La minorité Rom mérite une mention spécifique. Je suis fermement convaincu que les programmes communs de l’UE, surtout dans le domaine de l’éducation, accélèreraient considérablement l’intégration des Roms.
Enfin, je voudrais vous rappeler que toute nation, quelle que soit sa taille, est une minorité comparée aux 500 millions de citoyens de l’Europe.
Monika Beňová (PSE). – (SK) La protection des minorités est incontestablement un principe fondamental, et dans mon pays, la République slovaque, un niveau vraiment exceptionnellement élevé de protection est garanti aux minorités. Si nous devons parler de minorités ethniques, on peut dire que cette norme est également garantie sous la forme de l’autonomie culturelle et éducative, puisque notre plus importante minorité ethnique possède sa propre université.
Toutefois, je suis fondamentalement opposée à l’ouverture d’une discussion sur l’autonomie territoriale, parce que je considère qu’il s’agit d’une question politique et juridique très importante, et aussi parce que je la trouve, en termes humanistes, navrante. Elle pourrait entraîner le malheur des populations. L’ouverture de discussions sur l’autonomie territoriale menacerait aussi fondamentalement l’unité et l’avancée réussie de l’Union européenne.
Pour conclure, Monsieur le Commissaire, puisque vous avez parlé de respect – oui, il est parfaitement normal que la société majoritaire nourrisse le plus grand respect pour ses minorités, mais je pense que les minorités vivant dans une société fonctionnant sainement devrait avoir un égal respect pour cette société.

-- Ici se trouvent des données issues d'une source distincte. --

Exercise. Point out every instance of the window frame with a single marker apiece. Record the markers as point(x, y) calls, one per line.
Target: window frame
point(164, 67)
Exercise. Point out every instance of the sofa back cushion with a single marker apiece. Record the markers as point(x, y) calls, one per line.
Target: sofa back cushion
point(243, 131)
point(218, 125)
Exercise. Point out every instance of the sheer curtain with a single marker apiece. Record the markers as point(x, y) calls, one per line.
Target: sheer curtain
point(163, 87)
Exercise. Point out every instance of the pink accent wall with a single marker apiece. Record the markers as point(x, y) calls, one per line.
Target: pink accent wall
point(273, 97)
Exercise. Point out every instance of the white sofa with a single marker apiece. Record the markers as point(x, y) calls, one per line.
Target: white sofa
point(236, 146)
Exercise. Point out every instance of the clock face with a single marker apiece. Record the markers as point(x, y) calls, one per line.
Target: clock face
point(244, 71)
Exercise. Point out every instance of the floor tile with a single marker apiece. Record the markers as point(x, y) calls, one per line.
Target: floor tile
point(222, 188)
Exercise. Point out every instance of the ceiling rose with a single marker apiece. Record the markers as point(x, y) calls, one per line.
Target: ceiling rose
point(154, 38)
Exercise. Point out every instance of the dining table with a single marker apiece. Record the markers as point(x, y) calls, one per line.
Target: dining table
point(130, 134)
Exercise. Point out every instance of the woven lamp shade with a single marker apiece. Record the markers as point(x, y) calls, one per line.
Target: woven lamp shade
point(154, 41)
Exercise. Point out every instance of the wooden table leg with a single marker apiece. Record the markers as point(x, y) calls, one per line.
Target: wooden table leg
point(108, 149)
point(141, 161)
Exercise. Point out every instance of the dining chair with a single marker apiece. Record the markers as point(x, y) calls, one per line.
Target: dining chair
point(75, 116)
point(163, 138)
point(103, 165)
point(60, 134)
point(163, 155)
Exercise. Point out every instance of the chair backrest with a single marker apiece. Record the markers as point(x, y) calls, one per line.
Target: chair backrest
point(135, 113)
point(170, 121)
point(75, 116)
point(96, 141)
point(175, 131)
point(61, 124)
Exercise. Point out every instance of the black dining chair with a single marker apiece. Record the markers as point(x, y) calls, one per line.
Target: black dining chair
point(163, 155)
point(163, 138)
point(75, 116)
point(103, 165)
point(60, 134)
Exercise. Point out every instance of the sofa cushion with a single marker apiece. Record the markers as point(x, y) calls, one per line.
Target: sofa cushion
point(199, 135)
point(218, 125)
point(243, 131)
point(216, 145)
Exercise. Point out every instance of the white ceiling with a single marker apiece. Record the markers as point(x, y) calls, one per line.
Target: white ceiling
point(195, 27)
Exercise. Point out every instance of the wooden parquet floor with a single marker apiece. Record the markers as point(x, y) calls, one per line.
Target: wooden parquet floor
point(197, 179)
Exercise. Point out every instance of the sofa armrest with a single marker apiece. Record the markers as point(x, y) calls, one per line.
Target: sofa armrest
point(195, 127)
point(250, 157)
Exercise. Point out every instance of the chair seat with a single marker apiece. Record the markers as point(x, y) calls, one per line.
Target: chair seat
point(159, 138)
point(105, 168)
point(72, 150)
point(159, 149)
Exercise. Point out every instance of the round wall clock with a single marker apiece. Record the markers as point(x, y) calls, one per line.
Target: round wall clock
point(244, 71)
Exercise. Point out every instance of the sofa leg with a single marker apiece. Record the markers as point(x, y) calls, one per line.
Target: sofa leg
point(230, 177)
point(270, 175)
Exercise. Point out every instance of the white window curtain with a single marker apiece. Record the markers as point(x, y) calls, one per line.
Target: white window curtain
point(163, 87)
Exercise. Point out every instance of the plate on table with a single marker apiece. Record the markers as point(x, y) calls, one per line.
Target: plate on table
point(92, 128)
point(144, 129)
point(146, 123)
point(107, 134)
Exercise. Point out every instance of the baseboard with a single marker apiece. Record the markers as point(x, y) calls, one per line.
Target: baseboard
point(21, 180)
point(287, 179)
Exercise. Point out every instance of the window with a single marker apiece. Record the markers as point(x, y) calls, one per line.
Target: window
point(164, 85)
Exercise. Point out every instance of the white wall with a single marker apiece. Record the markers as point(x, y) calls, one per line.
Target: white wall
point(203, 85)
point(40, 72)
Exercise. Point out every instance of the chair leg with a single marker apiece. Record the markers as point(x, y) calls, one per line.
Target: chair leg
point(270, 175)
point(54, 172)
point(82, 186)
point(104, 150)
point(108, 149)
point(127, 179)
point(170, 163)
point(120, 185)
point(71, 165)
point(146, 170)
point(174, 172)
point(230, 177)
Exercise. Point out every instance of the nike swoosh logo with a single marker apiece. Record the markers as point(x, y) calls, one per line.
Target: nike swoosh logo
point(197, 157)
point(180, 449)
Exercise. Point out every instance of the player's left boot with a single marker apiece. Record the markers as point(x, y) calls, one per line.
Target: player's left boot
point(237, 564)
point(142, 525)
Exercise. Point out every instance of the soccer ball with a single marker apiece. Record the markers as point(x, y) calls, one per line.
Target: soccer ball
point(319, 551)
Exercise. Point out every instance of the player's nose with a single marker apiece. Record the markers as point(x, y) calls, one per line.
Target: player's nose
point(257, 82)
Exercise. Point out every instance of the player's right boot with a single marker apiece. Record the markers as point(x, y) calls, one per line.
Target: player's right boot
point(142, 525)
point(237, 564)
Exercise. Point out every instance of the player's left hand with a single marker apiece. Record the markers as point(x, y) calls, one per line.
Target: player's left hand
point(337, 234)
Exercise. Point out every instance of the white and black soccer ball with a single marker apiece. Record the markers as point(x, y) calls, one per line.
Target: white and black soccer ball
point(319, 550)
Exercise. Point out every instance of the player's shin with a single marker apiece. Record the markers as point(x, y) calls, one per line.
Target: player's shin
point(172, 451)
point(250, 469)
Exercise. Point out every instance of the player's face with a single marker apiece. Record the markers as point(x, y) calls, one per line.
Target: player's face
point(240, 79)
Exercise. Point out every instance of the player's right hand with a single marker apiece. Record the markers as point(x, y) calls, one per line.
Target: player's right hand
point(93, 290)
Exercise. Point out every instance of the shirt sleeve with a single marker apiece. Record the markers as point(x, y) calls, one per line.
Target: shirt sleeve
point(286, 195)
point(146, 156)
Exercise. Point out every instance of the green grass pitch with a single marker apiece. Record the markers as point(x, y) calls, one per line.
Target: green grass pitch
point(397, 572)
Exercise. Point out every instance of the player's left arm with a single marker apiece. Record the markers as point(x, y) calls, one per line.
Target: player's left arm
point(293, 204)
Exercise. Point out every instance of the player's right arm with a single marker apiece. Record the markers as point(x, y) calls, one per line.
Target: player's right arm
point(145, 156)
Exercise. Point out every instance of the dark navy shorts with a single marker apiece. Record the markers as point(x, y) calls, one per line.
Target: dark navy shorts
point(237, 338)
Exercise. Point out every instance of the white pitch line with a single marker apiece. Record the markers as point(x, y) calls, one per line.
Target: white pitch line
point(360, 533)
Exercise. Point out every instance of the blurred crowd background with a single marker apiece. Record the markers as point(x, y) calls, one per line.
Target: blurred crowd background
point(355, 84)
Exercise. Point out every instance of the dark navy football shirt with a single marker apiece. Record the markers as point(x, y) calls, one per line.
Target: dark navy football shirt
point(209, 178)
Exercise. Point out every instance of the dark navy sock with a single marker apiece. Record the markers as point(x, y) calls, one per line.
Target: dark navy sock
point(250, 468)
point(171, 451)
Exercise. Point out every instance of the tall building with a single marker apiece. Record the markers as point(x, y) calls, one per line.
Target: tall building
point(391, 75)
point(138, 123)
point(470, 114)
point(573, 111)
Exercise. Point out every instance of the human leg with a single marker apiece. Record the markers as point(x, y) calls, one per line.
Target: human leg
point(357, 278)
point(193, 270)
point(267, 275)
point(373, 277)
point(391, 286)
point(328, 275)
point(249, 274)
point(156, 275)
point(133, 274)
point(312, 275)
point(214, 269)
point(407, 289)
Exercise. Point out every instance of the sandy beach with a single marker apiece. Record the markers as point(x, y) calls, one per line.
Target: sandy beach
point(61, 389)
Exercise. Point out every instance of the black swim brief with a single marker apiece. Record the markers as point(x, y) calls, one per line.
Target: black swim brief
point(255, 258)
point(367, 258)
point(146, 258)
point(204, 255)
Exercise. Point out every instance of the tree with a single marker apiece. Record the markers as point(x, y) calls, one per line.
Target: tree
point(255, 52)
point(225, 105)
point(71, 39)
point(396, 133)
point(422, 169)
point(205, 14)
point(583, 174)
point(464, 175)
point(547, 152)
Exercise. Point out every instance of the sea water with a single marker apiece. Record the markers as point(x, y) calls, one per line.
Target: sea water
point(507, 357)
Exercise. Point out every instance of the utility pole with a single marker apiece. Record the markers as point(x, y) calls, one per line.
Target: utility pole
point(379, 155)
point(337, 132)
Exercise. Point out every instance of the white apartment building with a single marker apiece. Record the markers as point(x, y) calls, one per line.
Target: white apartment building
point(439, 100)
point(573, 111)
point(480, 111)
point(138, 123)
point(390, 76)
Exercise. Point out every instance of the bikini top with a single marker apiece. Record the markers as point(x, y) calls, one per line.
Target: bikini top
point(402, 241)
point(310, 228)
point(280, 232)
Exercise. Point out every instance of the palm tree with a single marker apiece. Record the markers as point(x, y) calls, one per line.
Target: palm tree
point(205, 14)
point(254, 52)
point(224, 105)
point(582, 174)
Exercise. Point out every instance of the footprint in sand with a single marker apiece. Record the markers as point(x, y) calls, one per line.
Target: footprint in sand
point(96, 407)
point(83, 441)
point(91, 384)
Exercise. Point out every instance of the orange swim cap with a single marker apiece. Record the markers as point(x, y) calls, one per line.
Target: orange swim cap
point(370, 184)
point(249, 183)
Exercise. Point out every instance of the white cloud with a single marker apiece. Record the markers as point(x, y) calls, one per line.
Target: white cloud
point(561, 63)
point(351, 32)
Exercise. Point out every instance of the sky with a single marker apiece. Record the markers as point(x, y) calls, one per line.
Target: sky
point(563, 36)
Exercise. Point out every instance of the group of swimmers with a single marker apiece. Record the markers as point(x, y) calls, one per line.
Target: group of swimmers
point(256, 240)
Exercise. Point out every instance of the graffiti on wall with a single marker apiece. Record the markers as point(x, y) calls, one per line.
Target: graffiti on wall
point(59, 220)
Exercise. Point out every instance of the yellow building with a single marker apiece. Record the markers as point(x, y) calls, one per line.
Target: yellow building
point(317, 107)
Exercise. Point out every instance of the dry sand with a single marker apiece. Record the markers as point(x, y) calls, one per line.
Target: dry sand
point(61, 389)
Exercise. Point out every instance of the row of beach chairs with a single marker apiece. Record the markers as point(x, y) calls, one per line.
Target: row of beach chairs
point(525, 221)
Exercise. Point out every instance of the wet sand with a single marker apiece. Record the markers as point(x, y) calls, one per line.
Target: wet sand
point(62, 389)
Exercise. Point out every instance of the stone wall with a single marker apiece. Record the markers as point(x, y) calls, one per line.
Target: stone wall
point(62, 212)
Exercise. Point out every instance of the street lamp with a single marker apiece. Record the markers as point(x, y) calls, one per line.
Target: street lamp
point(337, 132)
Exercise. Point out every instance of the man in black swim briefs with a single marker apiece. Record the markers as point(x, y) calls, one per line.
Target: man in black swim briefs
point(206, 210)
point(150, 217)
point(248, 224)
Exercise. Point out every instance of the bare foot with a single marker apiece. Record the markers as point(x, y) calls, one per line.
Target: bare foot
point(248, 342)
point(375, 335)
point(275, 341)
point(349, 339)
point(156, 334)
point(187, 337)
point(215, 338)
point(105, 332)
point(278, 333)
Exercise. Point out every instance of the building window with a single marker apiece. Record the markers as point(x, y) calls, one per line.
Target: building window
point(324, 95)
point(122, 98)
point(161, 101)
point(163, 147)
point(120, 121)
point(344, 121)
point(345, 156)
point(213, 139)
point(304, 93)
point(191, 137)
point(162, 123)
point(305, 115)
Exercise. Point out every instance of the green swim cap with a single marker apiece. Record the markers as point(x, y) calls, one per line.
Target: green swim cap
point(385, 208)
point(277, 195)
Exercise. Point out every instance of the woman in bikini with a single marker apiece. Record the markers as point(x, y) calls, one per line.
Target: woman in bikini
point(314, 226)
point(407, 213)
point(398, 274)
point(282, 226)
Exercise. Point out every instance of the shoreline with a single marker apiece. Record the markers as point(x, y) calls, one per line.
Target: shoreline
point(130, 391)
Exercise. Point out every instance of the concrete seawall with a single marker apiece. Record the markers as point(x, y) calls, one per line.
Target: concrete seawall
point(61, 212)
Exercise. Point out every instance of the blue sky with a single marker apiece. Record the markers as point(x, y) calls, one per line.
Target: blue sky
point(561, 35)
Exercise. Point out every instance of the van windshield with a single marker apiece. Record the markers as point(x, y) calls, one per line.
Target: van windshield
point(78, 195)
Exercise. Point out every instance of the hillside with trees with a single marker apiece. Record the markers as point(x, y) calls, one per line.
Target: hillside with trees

Tatjana Ždanoka (Verts/ALE). - Monsieur le Président, je tiens à remercie M. Tabajdi pour son excellent travail. Il est déplorable que nous ne puissions pas conclure nos débats par une résolution.
J’ai la ferme conviction que les droits des minorités doivent faire partie intégrante de l’acquis communautaire. Malheureusement, la Commission rechigne à suggérer la moindre mesure dans ce domaine. Nous ne devrions pas oublier que les droits des minorités font partie des droits de l’homme et que, par conséquent, nos normes en la matière doivent être aussi élevées que possible. N’oublions pas non plus que le respect et la protection des minorités comptent parmi les critères de Copenhague. La Commission n’applique même pas correctement ces critères dans le cadre du processus d’adhésion.
Nous sommes prêts à faire des concessions, dans l’espoir que la situation s’améliore par la suite, mais, depuis les adhésions, il n’existe toujours pas d’instrument pour aborder la question, comme le commissaire Barrot l’a indiqué le mois dernier. L’Union européenne a élaboré des normes communes dans le domaine des droits de minorités, et c’est là un devoir absolu.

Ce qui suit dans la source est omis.